私は臨時のお仕事で、クラナガンに出張に行っていた。
本当は六課でパーティーに参加していたはずなのに……。



「まったく……本当なら、フィルと一緒に楽しく過ごしていたはずなのに……」

「でも、これが買えたから良いかな?」


手に持っていたのは、クラナガンでも有名な洋菓子店のクッキー。
これを一緒に食べるんだ。


「……あれは?」



寮に戻ろうとして、ふと目に付いたのは、海岸で空を見上げていたフィルの姿だった。




*      *      *




「んっ……。そうだ、脅かしちゃおっと♪」



私はフィルに気づかれないように、木陰から近づいて行った。
そしてすぐ近くにまで来ると、フィルの呟きが聞こえてきた。



「終わったな……」

《そうですね……やっと終わりましたね》

「パーティ……楽しかったな……」

《マスター……。は、はい……マスター……》



最初は、パーティが終わっての感想を言ってるのかと思ったけど、プリムの口調からそれは違うのは分かる。
プリムの口調は、泣いているかのような喋り方だ。



「これで……最後かと思うと……寂しいな。俺の役目も……これで終わった……。そして……」

「……後は……俺が、消えるだけか……」

『えっ?』



私は思わず、持っていた缶ジュースを落としてしまう。
その音で、フィルに気づかれてしまった。



「誰!? フェイト? いつから、そこに?」



フィルの言葉に、私は震えが止まらなかった。


――――嘘だよね。


そんなのうそだよね!!



「どういう……事……なの……」


フィルは黙ったままだったが、しばらくしてぽつりぽつりと語り始める。



「……元々、俺の命は、あの時に……ゆりかごでフェイトをかばったときに終わっていたんだ。女神にもう一度だけ我が儘を言って、少しの時間だけ、こうして肉体と命をもらったんだけど……。それも、もう……限界みたい」

「そんな!! ど、どうして……」



私の目からは、ぽろぽろと涙が零れていた。
さっきまでの楽しい気持ちが嘘のように、心の中は悲しみに満ちていた。

震える手から、持っていたクッキーがこぼれ落ちてしまう。



「これは?」



フィルがクッキーの入った包みを拾って、中身を見ると優しく微笑んだ。



「これ……俺たちがよく話していた、あの店のだね? 食べてもいい?」

「……うん。……ぐすっ……いい…よ」



私は泣きながらも、何とかと頷いた。



「モグモグ……うん、おいしい。
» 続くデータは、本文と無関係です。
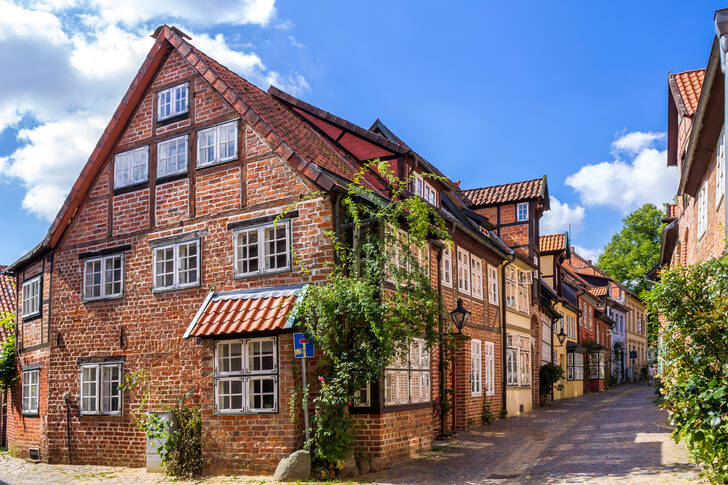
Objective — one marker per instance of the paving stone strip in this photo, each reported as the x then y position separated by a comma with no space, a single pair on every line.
615,437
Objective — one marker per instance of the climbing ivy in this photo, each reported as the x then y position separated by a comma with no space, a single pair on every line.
693,302
358,322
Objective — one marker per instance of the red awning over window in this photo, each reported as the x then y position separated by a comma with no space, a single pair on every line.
245,311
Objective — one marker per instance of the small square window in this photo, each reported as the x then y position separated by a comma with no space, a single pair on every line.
217,144
522,211
172,156
131,167
172,102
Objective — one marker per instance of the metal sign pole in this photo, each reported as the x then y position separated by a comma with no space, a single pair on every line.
305,399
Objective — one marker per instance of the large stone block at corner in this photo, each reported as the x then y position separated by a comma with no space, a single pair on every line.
296,466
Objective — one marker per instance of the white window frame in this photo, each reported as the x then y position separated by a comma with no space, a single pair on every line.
476,279
447,267
703,209
32,293
176,93
246,376
464,275
260,230
522,212
489,371
720,168
30,402
216,130
476,367
492,285
175,266
161,162
99,395
414,367
127,158
103,294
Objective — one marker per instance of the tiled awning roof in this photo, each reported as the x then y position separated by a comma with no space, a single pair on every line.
243,311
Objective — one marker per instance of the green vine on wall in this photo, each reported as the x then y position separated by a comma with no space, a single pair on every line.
376,300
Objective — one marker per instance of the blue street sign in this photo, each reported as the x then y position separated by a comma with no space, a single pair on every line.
302,346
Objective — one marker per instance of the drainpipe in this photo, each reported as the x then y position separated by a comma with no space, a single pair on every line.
720,20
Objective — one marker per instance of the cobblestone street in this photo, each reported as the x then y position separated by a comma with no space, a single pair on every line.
618,436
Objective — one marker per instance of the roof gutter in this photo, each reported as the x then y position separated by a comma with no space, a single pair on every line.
720,20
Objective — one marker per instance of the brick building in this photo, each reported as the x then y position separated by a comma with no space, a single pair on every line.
165,258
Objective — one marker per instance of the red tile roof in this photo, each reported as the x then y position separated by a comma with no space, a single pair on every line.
689,85
498,194
7,293
245,311
552,242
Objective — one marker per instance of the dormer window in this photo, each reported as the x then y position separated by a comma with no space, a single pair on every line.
424,190
172,102
522,212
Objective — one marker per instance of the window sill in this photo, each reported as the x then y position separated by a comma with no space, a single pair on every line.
215,164
164,179
173,119
131,188
176,288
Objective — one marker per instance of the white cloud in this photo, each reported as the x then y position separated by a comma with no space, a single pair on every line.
72,61
627,184
636,141
588,254
561,216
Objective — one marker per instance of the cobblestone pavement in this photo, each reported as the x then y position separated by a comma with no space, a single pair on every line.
618,436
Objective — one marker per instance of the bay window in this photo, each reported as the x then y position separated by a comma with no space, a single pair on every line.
246,379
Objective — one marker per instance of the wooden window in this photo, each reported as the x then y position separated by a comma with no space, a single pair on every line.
703,209
172,102
476,367
31,297
100,393
177,265
463,271
476,271
217,144
245,376
522,212
492,285
172,156
103,277
131,167
31,386
447,267
489,348
407,379
263,249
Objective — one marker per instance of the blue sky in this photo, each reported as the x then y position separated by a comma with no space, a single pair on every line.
492,92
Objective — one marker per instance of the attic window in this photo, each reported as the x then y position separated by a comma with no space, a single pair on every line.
172,102
131,167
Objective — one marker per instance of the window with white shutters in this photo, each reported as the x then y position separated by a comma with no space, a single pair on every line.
463,271
476,367
492,285
407,379
476,280
446,264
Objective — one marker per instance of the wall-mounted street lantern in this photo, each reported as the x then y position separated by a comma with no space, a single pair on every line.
460,315
561,336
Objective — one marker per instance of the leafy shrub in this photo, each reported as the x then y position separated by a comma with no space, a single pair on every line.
693,304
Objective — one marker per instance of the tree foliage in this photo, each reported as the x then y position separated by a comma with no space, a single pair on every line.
635,249
694,359
377,299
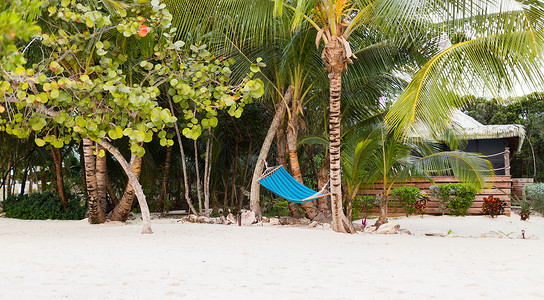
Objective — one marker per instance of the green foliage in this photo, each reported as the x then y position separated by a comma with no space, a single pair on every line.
456,198
407,196
83,85
43,206
16,24
282,208
527,111
200,84
493,206
535,194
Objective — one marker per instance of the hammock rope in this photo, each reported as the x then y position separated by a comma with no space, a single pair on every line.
281,183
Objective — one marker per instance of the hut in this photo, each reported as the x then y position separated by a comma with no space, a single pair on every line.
498,143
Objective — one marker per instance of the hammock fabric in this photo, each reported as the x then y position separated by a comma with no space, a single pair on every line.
281,183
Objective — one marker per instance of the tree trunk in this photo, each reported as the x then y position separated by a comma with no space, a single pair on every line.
281,141
101,182
121,211
383,208
133,181
96,215
166,171
254,203
207,166
82,165
111,192
323,203
310,210
23,181
183,164
335,59
244,177
57,159
198,187
233,196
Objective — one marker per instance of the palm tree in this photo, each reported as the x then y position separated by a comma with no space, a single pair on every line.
505,48
489,48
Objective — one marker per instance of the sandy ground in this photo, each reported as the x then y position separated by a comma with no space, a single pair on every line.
75,260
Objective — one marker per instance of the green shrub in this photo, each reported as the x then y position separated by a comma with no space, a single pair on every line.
456,198
535,195
407,196
493,206
43,206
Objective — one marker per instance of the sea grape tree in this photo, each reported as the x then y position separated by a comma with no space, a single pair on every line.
98,77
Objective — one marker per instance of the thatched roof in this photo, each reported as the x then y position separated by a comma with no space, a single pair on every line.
468,128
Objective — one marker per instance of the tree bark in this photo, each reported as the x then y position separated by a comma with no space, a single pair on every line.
254,203
101,174
23,181
166,171
121,211
310,210
323,203
96,215
207,169
198,186
233,196
111,192
281,145
133,181
335,58
183,163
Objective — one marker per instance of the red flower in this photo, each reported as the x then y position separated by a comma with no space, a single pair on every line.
143,30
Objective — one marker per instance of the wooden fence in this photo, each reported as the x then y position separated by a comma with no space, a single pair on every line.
518,184
501,182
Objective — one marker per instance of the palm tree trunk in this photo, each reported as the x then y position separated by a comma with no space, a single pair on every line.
101,183
310,210
111,192
323,203
23,181
276,121
57,159
335,59
96,215
166,171
198,186
183,163
121,211
281,141
233,198
133,181
207,169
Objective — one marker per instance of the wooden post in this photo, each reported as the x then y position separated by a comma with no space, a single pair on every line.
507,161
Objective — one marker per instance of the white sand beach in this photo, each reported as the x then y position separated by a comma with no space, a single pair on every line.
75,260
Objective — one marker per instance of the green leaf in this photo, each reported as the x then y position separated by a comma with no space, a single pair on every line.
55,94
254,68
39,142
38,124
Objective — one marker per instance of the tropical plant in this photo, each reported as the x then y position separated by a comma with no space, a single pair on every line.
456,198
408,197
535,194
44,206
493,206
501,47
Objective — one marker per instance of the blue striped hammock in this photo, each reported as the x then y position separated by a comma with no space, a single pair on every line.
281,183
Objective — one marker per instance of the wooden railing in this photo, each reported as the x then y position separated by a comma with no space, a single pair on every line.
503,183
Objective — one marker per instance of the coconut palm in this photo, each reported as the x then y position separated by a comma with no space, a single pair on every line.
489,48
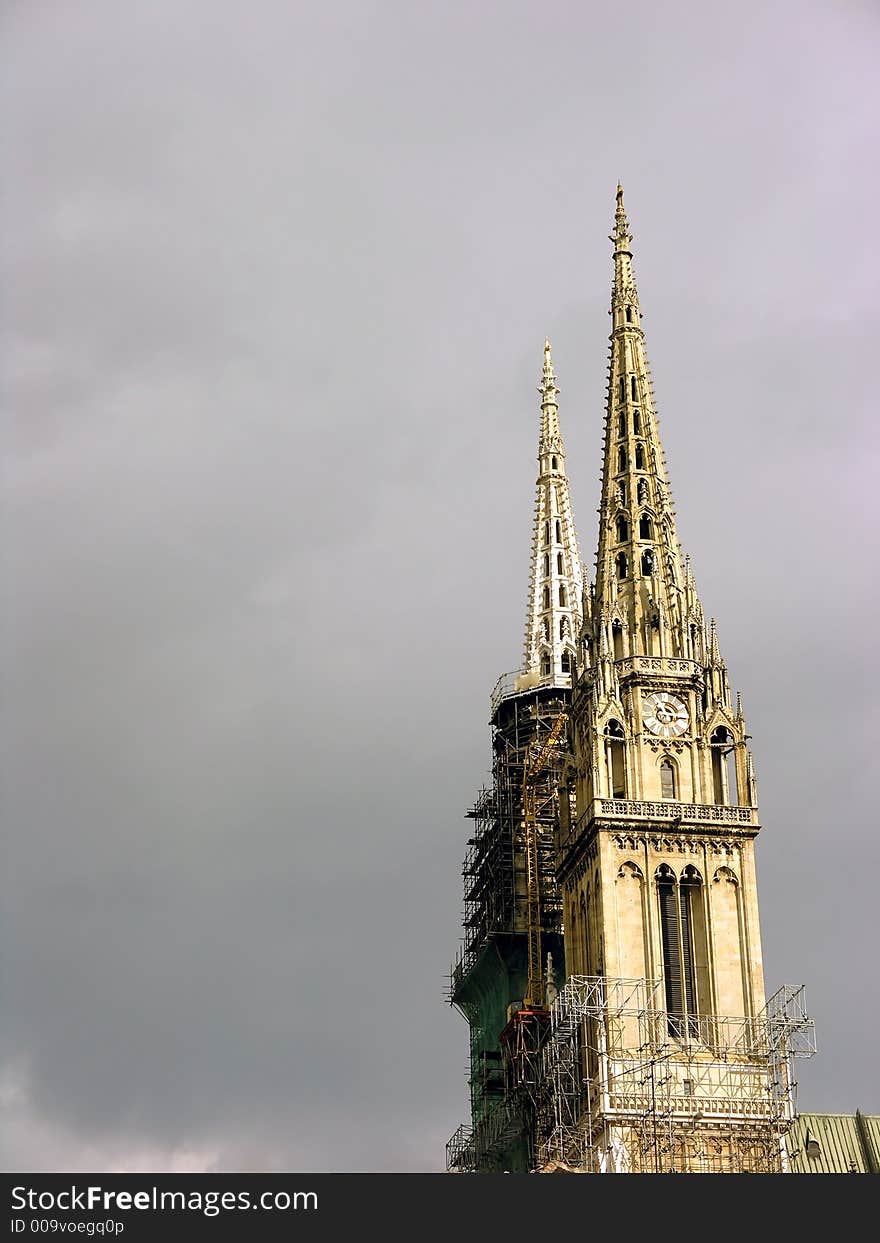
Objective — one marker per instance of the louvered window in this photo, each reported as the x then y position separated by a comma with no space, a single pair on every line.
679,971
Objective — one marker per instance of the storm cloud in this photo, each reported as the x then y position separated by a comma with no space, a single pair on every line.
277,282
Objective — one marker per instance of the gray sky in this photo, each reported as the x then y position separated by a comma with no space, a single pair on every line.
277,281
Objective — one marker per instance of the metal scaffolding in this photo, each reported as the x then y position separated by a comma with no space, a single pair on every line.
627,1087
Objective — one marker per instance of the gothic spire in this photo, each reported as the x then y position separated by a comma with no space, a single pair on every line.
553,617
640,578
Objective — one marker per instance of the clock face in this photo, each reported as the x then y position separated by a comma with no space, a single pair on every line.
664,715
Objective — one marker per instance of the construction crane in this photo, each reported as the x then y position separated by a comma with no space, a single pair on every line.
532,771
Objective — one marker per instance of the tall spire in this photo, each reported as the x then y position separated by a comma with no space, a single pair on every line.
553,615
640,582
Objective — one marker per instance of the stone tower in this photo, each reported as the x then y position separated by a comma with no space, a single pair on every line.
664,1054
508,903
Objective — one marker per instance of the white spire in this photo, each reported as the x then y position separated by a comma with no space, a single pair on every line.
553,617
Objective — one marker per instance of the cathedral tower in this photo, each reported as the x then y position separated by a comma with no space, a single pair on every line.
512,954
680,1063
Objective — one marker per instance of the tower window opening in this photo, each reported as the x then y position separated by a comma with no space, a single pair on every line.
617,760
684,950
668,779
617,640
724,767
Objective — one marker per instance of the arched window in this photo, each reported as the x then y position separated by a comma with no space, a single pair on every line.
725,787
668,778
684,947
617,758
617,640
584,936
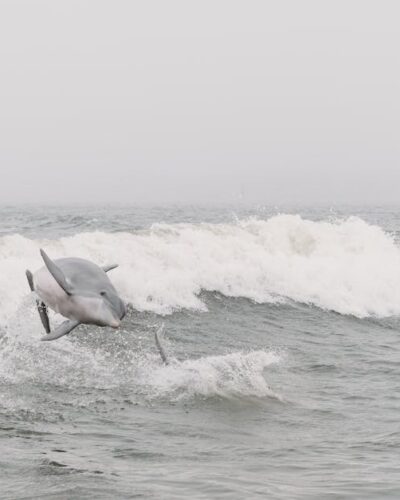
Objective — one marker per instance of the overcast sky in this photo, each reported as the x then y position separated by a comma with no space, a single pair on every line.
199,101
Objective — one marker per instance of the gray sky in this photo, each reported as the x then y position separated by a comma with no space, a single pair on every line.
195,101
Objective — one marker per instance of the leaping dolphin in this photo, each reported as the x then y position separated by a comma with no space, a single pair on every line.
79,290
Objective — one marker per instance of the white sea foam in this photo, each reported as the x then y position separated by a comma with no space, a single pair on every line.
347,266
232,375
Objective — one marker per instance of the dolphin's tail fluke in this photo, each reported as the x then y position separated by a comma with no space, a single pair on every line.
159,346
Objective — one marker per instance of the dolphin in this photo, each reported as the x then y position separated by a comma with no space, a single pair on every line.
77,289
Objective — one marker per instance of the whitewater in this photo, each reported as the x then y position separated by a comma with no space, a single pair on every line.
282,327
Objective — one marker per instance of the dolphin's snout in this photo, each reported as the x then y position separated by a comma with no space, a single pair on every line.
115,323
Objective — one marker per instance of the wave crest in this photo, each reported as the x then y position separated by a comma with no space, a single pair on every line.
347,266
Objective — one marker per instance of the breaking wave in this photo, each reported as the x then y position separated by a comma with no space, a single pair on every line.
347,266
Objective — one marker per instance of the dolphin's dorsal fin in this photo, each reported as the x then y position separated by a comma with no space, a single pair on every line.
109,267
56,272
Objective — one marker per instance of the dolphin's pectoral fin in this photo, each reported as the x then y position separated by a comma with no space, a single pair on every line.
40,305
62,330
42,308
29,277
110,267
56,272
160,347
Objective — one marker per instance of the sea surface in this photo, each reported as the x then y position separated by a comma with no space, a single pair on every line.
282,326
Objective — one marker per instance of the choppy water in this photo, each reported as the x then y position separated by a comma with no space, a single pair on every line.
284,335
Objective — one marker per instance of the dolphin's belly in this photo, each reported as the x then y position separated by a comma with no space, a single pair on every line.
50,292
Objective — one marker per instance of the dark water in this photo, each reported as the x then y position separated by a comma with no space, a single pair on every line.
283,335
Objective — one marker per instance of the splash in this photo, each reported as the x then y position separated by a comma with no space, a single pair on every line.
228,376
347,266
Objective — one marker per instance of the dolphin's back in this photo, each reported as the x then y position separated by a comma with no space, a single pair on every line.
83,274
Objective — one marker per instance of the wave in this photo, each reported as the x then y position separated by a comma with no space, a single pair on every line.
347,266
80,365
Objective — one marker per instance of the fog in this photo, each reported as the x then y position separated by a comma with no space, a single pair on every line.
199,102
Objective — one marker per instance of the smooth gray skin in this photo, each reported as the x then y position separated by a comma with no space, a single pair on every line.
79,290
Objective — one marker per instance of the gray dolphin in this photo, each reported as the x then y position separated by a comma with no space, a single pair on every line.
79,290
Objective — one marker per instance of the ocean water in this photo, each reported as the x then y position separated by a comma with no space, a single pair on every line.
283,331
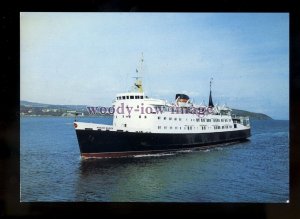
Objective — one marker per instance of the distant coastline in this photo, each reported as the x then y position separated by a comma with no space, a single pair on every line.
32,109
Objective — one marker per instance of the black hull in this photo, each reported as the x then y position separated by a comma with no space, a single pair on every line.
115,144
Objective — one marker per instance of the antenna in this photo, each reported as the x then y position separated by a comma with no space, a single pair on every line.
211,79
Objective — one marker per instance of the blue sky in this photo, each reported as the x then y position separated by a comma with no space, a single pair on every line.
86,58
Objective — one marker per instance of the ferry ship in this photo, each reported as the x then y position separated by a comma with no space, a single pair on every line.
145,125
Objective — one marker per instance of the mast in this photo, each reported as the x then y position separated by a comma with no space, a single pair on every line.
138,83
210,103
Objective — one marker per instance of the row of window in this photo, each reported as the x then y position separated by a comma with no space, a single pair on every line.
179,119
131,97
198,120
222,127
185,128
193,127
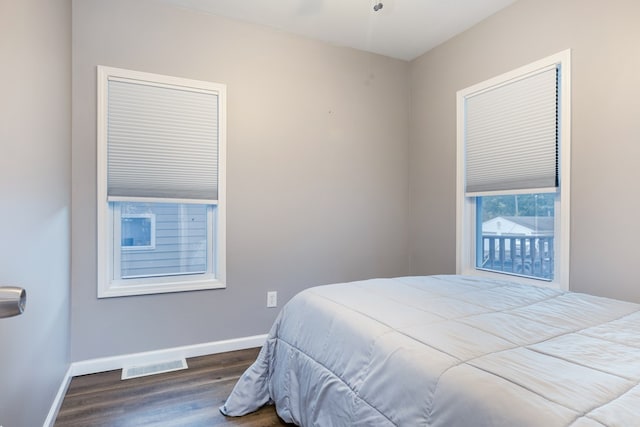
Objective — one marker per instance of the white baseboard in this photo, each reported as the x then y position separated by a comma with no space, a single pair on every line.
103,364
57,402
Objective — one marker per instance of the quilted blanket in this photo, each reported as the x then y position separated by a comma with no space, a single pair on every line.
447,351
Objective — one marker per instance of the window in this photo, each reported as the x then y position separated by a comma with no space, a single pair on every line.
138,231
513,174
161,192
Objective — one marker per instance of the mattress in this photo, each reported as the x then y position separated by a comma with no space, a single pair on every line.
447,351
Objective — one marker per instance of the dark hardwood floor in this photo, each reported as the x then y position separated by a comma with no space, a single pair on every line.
183,398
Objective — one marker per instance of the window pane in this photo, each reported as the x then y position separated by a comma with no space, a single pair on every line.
515,234
181,239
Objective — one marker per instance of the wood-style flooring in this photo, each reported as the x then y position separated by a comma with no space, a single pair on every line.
186,398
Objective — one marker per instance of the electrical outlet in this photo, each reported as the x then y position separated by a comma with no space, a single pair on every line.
272,299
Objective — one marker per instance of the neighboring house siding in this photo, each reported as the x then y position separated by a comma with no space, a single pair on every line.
180,246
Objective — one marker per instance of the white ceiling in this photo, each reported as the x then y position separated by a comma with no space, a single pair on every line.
402,29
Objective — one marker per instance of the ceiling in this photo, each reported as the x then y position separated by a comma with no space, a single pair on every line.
402,29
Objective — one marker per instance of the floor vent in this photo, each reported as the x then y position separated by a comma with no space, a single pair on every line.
156,368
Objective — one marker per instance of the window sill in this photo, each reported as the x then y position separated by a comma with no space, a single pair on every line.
124,288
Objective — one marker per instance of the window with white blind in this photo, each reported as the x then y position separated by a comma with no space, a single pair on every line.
161,183
513,174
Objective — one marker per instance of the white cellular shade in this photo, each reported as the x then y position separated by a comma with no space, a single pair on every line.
162,142
511,136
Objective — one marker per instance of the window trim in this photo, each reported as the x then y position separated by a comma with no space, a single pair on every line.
108,287
466,206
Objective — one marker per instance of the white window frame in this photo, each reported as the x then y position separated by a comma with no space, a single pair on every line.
216,218
466,206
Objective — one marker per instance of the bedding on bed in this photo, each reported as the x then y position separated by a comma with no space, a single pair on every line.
447,351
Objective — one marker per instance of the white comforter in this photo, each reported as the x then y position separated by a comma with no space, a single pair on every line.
447,351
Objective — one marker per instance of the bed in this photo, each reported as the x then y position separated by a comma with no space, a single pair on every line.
447,351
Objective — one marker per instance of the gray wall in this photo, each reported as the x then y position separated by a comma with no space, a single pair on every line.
35,144
604,40
317,169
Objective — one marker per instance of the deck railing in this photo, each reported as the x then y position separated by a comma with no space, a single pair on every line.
525,255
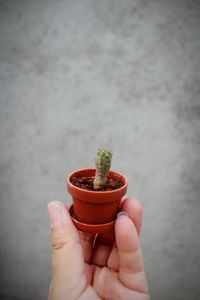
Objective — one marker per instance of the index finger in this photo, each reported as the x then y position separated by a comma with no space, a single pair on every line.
131,270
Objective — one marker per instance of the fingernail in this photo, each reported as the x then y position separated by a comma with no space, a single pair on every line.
122,213
56,213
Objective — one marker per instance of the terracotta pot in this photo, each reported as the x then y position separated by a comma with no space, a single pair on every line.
95,207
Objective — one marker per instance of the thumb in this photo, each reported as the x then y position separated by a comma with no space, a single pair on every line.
67,257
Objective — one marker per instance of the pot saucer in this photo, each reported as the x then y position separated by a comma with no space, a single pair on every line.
91,228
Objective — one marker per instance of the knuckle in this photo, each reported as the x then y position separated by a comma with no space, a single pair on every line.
58,239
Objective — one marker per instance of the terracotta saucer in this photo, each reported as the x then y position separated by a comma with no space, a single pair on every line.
91,228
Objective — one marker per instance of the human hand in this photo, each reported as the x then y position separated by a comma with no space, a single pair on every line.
85,267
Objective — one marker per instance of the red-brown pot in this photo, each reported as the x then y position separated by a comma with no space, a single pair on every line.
95,207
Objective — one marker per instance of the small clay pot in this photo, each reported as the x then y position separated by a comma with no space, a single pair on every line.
95,207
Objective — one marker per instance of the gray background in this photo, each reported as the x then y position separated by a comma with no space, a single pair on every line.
76,75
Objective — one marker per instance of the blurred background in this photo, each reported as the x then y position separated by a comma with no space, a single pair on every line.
78,75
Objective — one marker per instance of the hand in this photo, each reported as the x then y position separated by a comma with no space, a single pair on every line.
86,267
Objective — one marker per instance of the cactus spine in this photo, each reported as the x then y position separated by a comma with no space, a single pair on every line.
103,163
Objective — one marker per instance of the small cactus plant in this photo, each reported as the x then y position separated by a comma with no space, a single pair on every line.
103,163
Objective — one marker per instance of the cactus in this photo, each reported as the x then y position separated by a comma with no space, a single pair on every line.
103,163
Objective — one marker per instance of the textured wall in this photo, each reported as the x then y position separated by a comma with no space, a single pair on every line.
76,75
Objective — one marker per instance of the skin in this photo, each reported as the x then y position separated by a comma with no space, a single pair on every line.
89,268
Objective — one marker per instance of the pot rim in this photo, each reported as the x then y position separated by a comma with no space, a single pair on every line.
72,186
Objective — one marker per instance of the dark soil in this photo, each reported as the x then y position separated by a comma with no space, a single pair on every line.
86,183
ありがとう、これ、美味しいよ」



そう言ってフィルは、私に一つ差し出した。
私はそれを食べてみたが……。



「なっ、美味しいだろ?」

「……美味しくなんか……無いよ。これだったら、フィルが作ってくれた方が、よっぽど美味しいよ……」



だって……。


こんなに……しょっぱいんだよ。




「フェイト……」

「嫌だよ!! 居なくならないでよ!!」



私は、我慢しきれなくなって、フィルに抱きついた。
そして、そのままフィルの胸で泣き続けた。

そんな私を、フィルは優しく抱きしめて、頭を撫でてくれた。



「フェイト……俺も、本当は一緒にいたかった。一緒にいて、色んな所に行ったり、笑ったり、怒ったり、泣いたり……してみたかった……」

「だったら、一緒にしていこう!! フィルはまだ、全然幸せになって無いんだよ!! 約束したじゃない……。ずっと……そばにいるって……」


未来からずっと辛いことばっかりだったフィル。
やっと、これから幸せをつかめるんだよ――――。

それなのに……こんなのって……。


「幸せだったよ……。フェイトと出会って、恋人同士になって……。そして、俺にたくさんの優しさをくれた……。たった一つだけ、心残りは、そばにいられないことかな……」

「フィル……」



フィルは私を抱きしめ、泣きながらそう言ってくれた。
目を開き、顔を見上げてみると、フィルの身体が、淡い光に包まれていた。


そして、フィルが段々と……消えていっている……。


「どうやら……本当に……お別れだ……」

「嫌だよ!! こんなの………こんなの……嫌だよ!!」

「フェイト……」

「お願いだよ………消えないでよ!! ずっと、私のそばに居てよ!!」



抱きしめたフィルの体から、温もりが消えていっている……。
その体は、光の粒になって空へと昇っていってる。



「フェイト……こんな俺を、好きになってくれて……本当に……ありがとう……幸せに……なってね……俺の大好きな……フェイト……」


そして――――。


フィルの体は消えてしまった………。


私の腕の中から………。


――――この世界から。



そして、フィルが消えた所に落ちていたのは……。



「プリ……ム……?」



私は、それを拾い、プリムに語りかけるが……。


「ねぇ、プリム……」

《……》



しかし、何も反応はしない……。
フィルを追って、魂が消えてしまったかのように……。



「おねがい……応えてよ……プリム……」

「これから……どう生きていけばいいの。愛する人がいない……この世界で……」





*      *      *





「ねぇ……フィル、この2年の間……色々な事があったんだ……」

「ティアナはね、私の元で執務官補佐をして、執務官になったし、スバルもレスキューの仕事をしてるんだよ。なのはもはやても、それぞれ教導官と捜査官をしてるしね。みんな、それぞれの道で頑張ってるんだ……」



私がいるのは2年前、フィルと別れた海岸だった。
ここに来れば、フィルに会えるかもしれない。


もしかしたら、女神がまたフィルを生き返らせてくれるかもしれない――――。


この2年間、そんな気持ちで、ここには何回も来ていた。



「でもね……」



取り出したのは、一つのカプセル……。



「もう……疲れちゃった……。あなたがいない世界で生きるのは……」



私は、そのカプセルを飲み込み……。



「フィ…ル……」



――――ねぇ、フィル。



こんな事をした私を、あなたは怒るよね。



でも、あなたの居ないこの世界で、一人で生きていくのは、もう駄目なんだよ……。




そっちに行ったら、たくさん怒って良いから……。



そのあとは、私を受け入れてね……。



そして、いっぱい……抱きしめてね……。



愛してるよ……フィル。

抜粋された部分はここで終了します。